Our results reveal a gradient association between fluoride exposure pathways and SF severity, with coal-burning areas showing the highest proportion of moderate-to-severe cases, followed by drinking-water and brick-tea regions. This pattern likely stems from differences in exposure complexity, cumulative dose, and intervention effectiveness. Coal-burning fluorosis in Guizhou is particularly severe due to combined dietary and inhalation exposure. Locally used coal and clay contain high fluoride levels- 78 mg/kg and 1116 mg/kg respectively, with coal-clay briquettes reaching 313 mg/kg35. Roasting staple foods like corn leads to surface fluoride accumulation, raising levels to 20.26 mg/kg- 16 times that of unroasted samples36. Despite stove renovation efforts, traditional practices persist, limiting control efficacy25. In contrast, drinking-water-type fluorosis, though globally widespread (≥ 1.5 mg/L exposure in ~ 200 million people; 72.07 million in China)12, has declined due to national interventions like the “Three Five-Year Plans” and the “Three-Year Action Plan”37,38,39,40. Brick-tea-type fluorosis, prevalent in Sichuan, is caused by long-term consumption of fluoride-rich Camellia sinensis products41. Though it leads to chronic accumulation, symptoms are generally milder and reversible upon cessation, making behavioral intervention and education the primary prevention strategy42,43. In summary, the severity of SF correlates with the intensity and multiplicity of fluoride exposure routes. These findings emphasize the need for tailored interventions, ranging from technological and environmental to behavioral measures, based on specific exposure contexts.

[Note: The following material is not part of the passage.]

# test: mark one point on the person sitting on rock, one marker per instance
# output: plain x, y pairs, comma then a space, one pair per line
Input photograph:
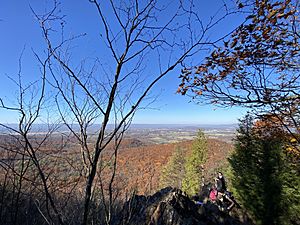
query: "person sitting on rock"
221, 184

This study has several notable strengths. It is the first to construct an interpretable predictive model for SF severity that integrates three major fluoride exposure pathways (coal-burning, drinking-water, and brick-tea types), enhancing both the predictive utility and generalizability of the findings across endemic regions. The identification of key early-stage indicators, such as pain level scores, joint function, and UF, underscores their evaluative value throughout the disease continuum, extending beyond the distinction between patients and healthy individuals to the differentiation among varying degrees of severity. These insights support more precise risk stratification and provide an evidence base for targeted, context-specific public health interventions in fluoride-affected populations worldwide.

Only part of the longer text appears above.